Le budget 2025 était une question centrale, avant tout pour le peuple français, déjà durement éprouvé par des années d’austérité. Cette austérité, amplifiée par le dépassement des 3 % de déficit autorisé par l’Union européenne (nous sommes à 6 %) sous le gouvernement précédent, a profondément affaibli la France. Le pays est abîmé, non car Michel Barnier a été censuré, comme le supposait Arnaud Armand[1], mais par 40 années de politique néolibérale dans le cadre de la construction européenne ; services publics en crise, agriculteurs en détresse, et conditions de travail des soignants dégradées. Michel Barnier proposait donc un budget d’austérité visant à ramener progressivement la France dans les clous des 3 %. Cela n’avait rien de surprenant venant de l’ancien commissaire européen qui a négocié le Brexit. (Michel Barnier, c’était fondamentalement l’Union européenne prenant le pouvoir à Matignon – je ne vais donc pas pleurer sur le sort de ce monsieur.)
Pour les députés, l’enjeu était double. Premièrement, savoir s’il fallait accepter le diktat européen et poursuivre dans un système dominé par les financiers internationaux, ou le rejeter ? Malheureusement, aucun groupe parlementaire n’a contesté ce cadre.
Deuxièmement, déterminer quels Français payeraient la facture : les masses populaires ou les grandes fortunes ? Le budget Barnier tranchait en faveur des seconds. Et malgré des mesures symboliques comme une taxe temporaire sur le CAC40 et quelques milliardaires, il excluait tout retour sur la réforme des retraites (réel tabou pour le bloc central, qui est loin d’être un bloc centriste, mais penche dangereusement vers la droite), ou toute abrogation des politiques budgétaires désastreuses des services publics. Cette position forçait la gauche à voter contre ce budget.
Le Rassemblement national (RN), lui, était assis entre deux chaises puisque ce parti est déchiré entre une base sociale populaire (principalement au Nord) et une autre plutôt bourgeoise (façade méditerranéenne).
En résumé, ce budget traduisait des choix de classe clairement alignés sur la politique macroniste et la logique européenne. Barnier, nommé pour poursuivre cette ligne, n’avait pas d’autre issue que de l’imposer par tous les moyens nécessaires.
Le Rassemblement national avait hérité du rôle d’arbitre et a finalement décidé d’évincer Barnier. Pourquoi ?

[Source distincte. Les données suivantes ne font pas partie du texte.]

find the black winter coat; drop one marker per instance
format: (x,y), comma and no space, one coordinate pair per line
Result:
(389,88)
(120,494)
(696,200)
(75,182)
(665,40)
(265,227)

Le RN a d’abord soutenu Barnier, le faisant chanter et obtenant de sa part des concessions. Barnier s’y est plié, rassurant l’électorat bourgeois en traitant le RN comme un parti bien installé qui ne faisait pas d’histoires, et participant de fait à la dédiabolisation de ce qui était encore récemment appelé le Front national. Mais la contestation populaire, notamment dans les manifestations paysannes, a perturbé les petits jeux du RN qui dût changer de camp pour maintenir l’équilibre entre ses deux électorats contradictoires en termes de lutte des classes. Ces volte-face sont dès lors fréquentes chez le RN, et nous en verrons d’autres.
De plus, comme l’ensemble des forces politiques françaises, le RN prépare la présidentielle. La Ve République ne donne au Parlement qu’un rôle très secondaire. Chacun sait que le véritable arbitrage est l’élection présidentielle, donc chacun s’y prépare. Tous les partis savent que Macron est grillé, politiquement affaibli (il n’y a peut-être que Macron qui ne le sait pas), et l’enjeu est donc de déterminer qui s’affrontera au second tour – enjeu d’autant plus urgent que des présidentielles anticipées sont possibles.

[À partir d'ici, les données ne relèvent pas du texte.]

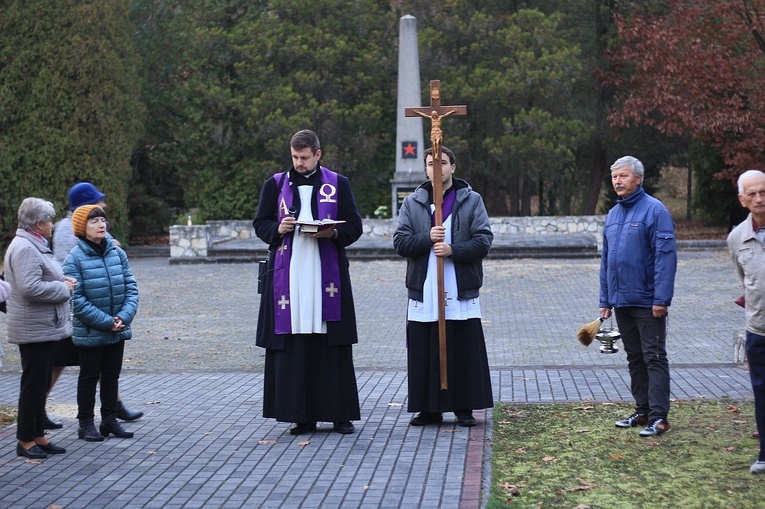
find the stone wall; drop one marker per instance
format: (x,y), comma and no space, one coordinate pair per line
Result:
(194,241)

Le RN et le Nouveau Front Populaire (NFP) rivalisent pour incarner l’opposition. En faisant chuter le gouvernement, Marine Le Pen incarne son discours populiste et cherche à se positionner comme l’adversaire principale du pouvoir en place. Cependant, elle opère cette chute sans trop de véhémence. Elle a d’ailleurs déclaré que son parti « laisserait le prochain Premier ministre travailler » et elle avait prescrit à son groupe de ne pas applaudir lors du vote de la censure. Ainsi, Le Pen ménage son électorat légitimiste, nanti et bourgeois qui redoute l’instabilité.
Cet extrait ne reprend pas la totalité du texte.